In his sermon on Psalm 121, Dr. Rick Reed draws an important distinction between hurt and harm. Even the darkest of trials, though they hurt immensely, will only serve to multiply our eternal good and God's eternal glory. The Lord may bring hurt and heartache into our lives, but He never allows His children to be harmed. Hurt, not harm; therein lies the crucial difference. He leads in and through these dark waters of hurt and heartache to a greater weight of glory on the opposite shore, and often that glorious relief is none other than Himself.
In light of such vast and overwhelming circumstances, shoes of which our small feet find themselves swimming in, presides a living and loving God. A BIG God that overwhelms our trials with infinitely greater strength than the strength with which those same trials overwhelm us. We may, each and every one of us, be tasked with filling shoes that are far too big for us - but the bigger the shoes, the bigger our God shows Himself to actually be.
"The Lord may bring hurt and heartache into our lives, but He never allows His children to be harmed.

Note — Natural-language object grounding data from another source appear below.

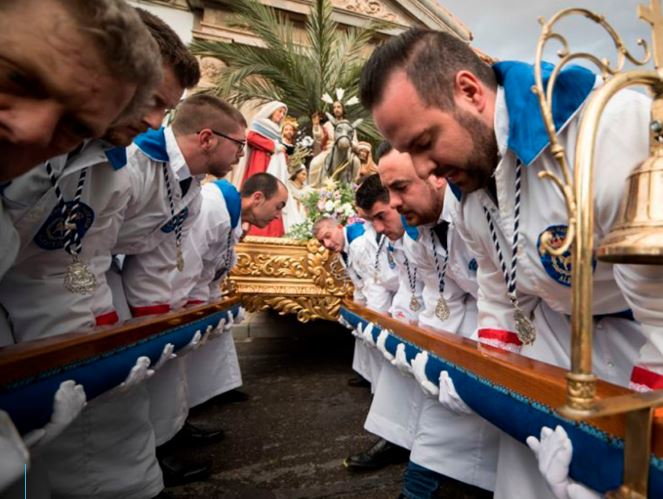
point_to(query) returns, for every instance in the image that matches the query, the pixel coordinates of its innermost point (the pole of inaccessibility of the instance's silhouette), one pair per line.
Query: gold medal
(180, 259)
(524, 328)
(442, 309)
(79, 279)
(415, 306)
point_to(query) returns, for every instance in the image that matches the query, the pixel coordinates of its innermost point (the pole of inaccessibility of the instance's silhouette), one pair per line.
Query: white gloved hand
(577, 491)
(166, 355)
(241, 315)
(68, 402)
(381, 344)
(358, 332)
(13, 451)
(192, 345)
(229, 322)
(367, 333)
(419, 372)
(139, 373)
(206, 335)
(449, 397)
(400, 360)
(553, 451)
(220, 328)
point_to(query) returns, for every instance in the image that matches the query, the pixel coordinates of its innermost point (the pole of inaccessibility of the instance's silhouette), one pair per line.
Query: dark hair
(266, 183)
(173, 51)
(370, 192)
(383, 149)
(430, 60)
(200, 111)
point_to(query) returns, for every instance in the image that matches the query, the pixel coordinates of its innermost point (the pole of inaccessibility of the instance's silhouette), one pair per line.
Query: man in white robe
(480, 127)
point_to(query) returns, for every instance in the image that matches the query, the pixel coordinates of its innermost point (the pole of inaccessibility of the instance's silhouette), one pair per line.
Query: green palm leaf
(298, 74)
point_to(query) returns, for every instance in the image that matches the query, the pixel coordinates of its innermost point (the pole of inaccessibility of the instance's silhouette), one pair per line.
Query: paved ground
(288, 441)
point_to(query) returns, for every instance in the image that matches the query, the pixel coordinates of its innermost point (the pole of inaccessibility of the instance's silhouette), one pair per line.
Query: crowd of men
(463, 213)
(104, 217)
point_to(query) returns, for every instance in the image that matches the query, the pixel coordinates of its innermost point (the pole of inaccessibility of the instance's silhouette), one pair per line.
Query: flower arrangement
(334, 199)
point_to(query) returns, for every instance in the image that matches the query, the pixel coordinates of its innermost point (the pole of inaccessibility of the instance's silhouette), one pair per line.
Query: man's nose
(154, 118)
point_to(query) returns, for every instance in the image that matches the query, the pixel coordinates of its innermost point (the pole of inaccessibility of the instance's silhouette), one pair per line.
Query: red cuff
(150, 310)
(500, 338)
(644, 380)
(192, 303)
(107, 319)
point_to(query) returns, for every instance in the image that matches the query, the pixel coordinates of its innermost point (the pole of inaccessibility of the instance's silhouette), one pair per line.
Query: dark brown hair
(173, 51)
(430, 60)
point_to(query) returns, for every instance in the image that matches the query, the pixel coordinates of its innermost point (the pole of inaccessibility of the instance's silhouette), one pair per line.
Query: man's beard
(483, 159)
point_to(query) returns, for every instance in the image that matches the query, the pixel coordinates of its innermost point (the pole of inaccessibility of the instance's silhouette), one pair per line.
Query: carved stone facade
(210, 19)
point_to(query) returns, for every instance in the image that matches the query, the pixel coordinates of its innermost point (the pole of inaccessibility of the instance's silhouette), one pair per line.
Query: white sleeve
(495, 324)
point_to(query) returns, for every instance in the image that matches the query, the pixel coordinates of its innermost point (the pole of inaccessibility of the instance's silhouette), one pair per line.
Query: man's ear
(205, 139)
(440, 183)
(258, 197)
(469, 91)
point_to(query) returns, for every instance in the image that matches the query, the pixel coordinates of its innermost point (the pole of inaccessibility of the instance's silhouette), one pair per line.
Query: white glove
(166, 355)
(229, 322)
(358, 332)
(400, 360)
(192, 345)
(419, 372)
(367, 333)
(206, 335)
(449, 397)
(220, 328)
(553, 451)
(241, 315)
(13, 451)
(68, 403)
(577, 491)
(381, 344)
(343, 322)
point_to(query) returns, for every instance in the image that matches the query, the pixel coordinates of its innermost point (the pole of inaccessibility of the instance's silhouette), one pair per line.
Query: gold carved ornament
(638, 222)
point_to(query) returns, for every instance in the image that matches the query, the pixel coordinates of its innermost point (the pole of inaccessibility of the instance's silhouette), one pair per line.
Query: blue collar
(117, 157)
(233, 200)
(354, 230)
(527, 133)
(413, 232)
(153, 144)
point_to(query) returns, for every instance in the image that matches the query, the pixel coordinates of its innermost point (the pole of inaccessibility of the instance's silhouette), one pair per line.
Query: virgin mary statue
(265, 153)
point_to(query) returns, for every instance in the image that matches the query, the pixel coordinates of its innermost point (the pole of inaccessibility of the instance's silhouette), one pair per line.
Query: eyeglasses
(240, 143)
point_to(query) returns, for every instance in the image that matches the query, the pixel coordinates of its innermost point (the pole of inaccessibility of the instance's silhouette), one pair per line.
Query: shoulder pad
(233, 200)
(413, 232)
(354, 231)
(153, 144)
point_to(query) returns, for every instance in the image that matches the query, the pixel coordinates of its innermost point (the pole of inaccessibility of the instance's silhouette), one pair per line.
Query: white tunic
(371, 260)
(42, 263)
(214, 368)
(394, 411)
(621, 347)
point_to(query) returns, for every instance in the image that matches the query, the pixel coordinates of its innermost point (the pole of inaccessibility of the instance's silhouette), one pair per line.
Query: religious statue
(367, 165)
(265, 152)
(336, 158)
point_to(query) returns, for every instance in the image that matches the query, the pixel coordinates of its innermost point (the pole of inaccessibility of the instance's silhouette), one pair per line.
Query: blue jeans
(420, 482)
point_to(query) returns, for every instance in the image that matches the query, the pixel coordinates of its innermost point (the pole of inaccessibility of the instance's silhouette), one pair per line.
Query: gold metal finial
(576, 185)
(652, 14)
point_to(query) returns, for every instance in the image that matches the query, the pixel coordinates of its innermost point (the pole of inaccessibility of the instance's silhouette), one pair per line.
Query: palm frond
(298, 74)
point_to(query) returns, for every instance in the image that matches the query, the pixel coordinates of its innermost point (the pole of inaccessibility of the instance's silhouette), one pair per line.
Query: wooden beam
(535, 380)
(31, 358)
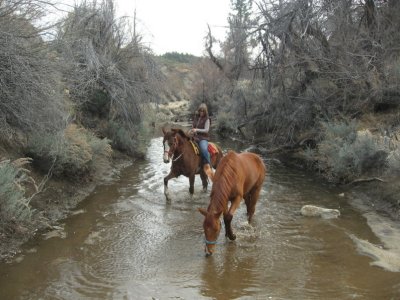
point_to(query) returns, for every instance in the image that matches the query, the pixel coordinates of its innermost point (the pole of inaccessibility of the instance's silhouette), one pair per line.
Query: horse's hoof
(232, 236)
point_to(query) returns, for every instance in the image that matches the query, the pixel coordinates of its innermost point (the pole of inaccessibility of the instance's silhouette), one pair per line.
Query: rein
(178, 157)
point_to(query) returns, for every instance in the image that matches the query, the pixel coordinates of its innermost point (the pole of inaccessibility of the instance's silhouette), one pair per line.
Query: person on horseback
(200, 128)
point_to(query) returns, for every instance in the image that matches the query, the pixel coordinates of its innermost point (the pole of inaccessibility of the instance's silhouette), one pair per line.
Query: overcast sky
(172, 25)
(177, 25)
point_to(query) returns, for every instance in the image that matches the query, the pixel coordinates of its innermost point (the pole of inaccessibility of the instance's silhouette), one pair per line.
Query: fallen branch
(361, 180)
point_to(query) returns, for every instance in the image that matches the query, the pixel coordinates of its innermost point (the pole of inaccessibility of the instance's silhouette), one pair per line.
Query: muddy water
(126, 242)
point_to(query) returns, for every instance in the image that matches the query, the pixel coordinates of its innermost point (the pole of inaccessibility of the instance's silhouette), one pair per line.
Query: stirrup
(209, 172)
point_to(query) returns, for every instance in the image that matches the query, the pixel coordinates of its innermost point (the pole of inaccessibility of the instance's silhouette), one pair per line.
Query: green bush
(14, 206)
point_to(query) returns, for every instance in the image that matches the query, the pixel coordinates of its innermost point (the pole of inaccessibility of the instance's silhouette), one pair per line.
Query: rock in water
(316, 211)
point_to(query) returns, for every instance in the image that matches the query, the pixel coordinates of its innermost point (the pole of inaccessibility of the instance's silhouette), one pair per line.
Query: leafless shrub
(100, 54)
(30, 93)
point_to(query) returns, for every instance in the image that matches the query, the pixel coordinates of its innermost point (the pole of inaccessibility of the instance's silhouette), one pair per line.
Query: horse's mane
(224, 179)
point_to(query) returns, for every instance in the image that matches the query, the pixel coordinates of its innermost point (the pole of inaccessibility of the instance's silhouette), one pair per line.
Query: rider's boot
(209, 172)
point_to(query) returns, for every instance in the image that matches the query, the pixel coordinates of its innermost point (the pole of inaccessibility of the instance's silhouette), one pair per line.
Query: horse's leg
(229, 216)
(166, 191)
(251, 201)
(191, 184)
(204, 180)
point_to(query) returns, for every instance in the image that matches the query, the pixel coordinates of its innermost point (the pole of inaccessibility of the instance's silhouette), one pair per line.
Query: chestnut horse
(239, 176)
(179, 148)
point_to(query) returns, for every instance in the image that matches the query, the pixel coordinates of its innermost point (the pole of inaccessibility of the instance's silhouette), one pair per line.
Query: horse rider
(200, 129)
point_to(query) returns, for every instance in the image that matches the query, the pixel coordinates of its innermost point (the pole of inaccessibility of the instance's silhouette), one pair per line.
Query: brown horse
(186, 159)
(239, 176)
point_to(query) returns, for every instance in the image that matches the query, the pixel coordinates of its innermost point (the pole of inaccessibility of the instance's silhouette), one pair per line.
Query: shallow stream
(126, 242)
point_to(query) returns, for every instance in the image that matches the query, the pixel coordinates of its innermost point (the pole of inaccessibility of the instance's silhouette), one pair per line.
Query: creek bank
(56, 202)
(382, 196)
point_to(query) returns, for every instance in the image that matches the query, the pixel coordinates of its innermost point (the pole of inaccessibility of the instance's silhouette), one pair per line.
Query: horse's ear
(202, 211)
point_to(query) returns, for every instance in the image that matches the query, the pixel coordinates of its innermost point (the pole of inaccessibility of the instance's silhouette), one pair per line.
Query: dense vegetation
(67, 101)
(319, 77)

Hurt, not harm; therein lies the crucial difference. He leads in and through these dark waters of hurt and heartache to a greater weight of glory on the opposite shore, and often that glorious relief is none other than Himself."
If I could go back to that conversation with the man at my father's visitation, knowing what I now know, I would speak differently. I would say that though my father left big shoes to fill, those shoes were never mine to occupy. In fact, they weren't ultimately my father's shoes either. My dad loved, led, provided for, and protected our family, but only insofar as he was strengthened by Christ to do so. He led our family to be sure, but it was Christ who led him. My father may have left big shoes to fill, but it was Christ who wore them to begin with.
Photo by Jia Ye, Unsplash
Author’s Note: In an effort to write with integrity and as unto the Lord, it is important to stress that, though these events are in fact true, I do not always recall the exact words used in specific conversations. As much as I’m able, I strive to remain faithful to the event in question, capturing the ‘intent’ of the conversation when my memory fails with respect to exact words.